Amid the chaos that any night can bring, Butz will handle calls running the gamut from a report that someone ran over a mailbox to a 3-year-old in cardiac arrest.
“We’re the first link of communications,” during emergency situations, Butz said of dispatchers.
National Public Safety Telecommunicators Week is the second week in April, celebrated annually since its inception in 1981 with praise from local police and fire departments who acknowledge the part that 911 dispatchers play in public safety.
And John Butz is one of the people who are a center of calm amid the information whirpool.
Butz, who was born and raised in Trumbull but currently lives in Stratford, has been a dispatcher for Trumbull police for 16 years. He said he started out part-time before transitioning into a full-time position.
After his time at the Nichols Volunteer Fire Department in town, Butz decided he wanted to be a dispatcher. At the fire department, Butz worked his way from junior firefighter to chief, a position he held for seven and a half years.
“I did the fire part, but I wanted to get into the dispatch part,” Butz said. “This is just another part of emergency services, another aspect of the job.”
The stations Butz and other dispatchers in Trumbull work at were fully revamped in December 2016. Before then, the department had two stations for dispatchers. Now, it has four.
Each station has a phone hooked up to the Trumbull 911 line, two keyboards and eight monitors. Every monitor provides different services, including the department’s emergency call system, radio transmissions and a system to run warrant checks.
When it comes to being a dispatcher, Butz said, it’s essential to be prepared for anything.
“You never know what’s coming,” he said. “You never know when it’s going to be a busy day or a slow day.”
Dispatchers manage to stay calm even when a caller is in the midst of chaos and under stress because “the emergency’s not here,” Butz said.
And he had some words of advice for people when it comes to calling 911: “Listen to us and answer our questions.”

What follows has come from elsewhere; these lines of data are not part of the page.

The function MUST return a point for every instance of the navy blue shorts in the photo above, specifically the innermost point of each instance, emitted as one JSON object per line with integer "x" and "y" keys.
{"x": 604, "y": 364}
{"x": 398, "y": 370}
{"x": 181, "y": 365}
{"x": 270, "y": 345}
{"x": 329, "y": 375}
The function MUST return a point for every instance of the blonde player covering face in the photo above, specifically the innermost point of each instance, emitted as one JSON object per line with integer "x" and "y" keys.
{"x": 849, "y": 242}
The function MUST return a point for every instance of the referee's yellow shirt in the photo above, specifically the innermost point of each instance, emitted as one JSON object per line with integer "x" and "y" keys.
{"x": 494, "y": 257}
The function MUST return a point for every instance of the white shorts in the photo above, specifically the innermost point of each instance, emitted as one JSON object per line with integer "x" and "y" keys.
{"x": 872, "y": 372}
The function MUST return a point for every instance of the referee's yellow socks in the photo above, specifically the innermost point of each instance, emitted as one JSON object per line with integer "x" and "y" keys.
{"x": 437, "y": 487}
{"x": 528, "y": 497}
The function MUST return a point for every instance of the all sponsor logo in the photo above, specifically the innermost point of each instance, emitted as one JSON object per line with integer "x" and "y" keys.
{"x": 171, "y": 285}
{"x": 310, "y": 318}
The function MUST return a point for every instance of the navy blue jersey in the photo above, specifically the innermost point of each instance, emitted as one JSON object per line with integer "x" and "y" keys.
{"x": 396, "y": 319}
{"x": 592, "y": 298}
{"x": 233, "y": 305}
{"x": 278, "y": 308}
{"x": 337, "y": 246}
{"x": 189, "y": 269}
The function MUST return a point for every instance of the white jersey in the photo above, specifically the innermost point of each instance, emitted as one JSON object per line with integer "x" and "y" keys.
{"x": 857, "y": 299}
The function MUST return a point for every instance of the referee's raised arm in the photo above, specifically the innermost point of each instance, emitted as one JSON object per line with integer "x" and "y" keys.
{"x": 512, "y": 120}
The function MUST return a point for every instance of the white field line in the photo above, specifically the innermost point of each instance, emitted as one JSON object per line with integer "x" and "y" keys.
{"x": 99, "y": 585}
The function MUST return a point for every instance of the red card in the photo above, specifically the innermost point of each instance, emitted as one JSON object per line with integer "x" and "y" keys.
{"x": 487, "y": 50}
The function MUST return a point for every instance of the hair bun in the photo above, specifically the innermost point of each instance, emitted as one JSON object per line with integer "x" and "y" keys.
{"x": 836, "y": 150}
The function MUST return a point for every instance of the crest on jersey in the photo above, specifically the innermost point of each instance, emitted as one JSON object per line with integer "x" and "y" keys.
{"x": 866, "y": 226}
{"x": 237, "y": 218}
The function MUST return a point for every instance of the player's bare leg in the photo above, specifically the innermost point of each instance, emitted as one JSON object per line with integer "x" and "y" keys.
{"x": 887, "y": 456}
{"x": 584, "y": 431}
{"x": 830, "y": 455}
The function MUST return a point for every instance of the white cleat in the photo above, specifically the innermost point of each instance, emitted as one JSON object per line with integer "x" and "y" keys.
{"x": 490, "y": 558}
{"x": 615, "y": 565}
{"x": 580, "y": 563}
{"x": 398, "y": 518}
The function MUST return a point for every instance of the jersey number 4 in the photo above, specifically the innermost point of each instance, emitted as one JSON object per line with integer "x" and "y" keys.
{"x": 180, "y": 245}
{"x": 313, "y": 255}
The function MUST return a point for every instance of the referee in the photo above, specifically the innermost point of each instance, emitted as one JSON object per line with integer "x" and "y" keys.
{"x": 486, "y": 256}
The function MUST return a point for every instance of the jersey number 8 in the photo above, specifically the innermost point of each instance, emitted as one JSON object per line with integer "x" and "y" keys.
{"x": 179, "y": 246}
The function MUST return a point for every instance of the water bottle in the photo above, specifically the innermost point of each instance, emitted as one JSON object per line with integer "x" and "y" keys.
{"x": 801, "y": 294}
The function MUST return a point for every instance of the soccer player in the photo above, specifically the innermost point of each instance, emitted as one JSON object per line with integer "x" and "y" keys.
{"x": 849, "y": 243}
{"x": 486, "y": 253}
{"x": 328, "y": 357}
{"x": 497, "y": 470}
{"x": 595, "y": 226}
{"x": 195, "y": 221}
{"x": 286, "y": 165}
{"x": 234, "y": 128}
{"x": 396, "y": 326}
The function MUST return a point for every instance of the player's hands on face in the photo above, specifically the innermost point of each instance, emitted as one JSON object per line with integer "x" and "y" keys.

The department uses CAD — computer aided dispatch — to submit all calls it receives to the human in the works. Butz said that system requires them to fill in answers to questions, including street names and specific details.
“For example, if there’s a suspicious person — do they have a weapon? Do you know what kind of weapon? Those are questions we need to know before we dispatch the call,” he said.
Once the dispatcher has all the answers to the questions, Butz said, they can figure out the right services to send.
“Things can be at zero miles per hour and five minutes from now, it’s at 100 miles per hour,” Butz said. “Sometimes, you can go a while without a call and other times you can have 20 calls in 10 minutes.”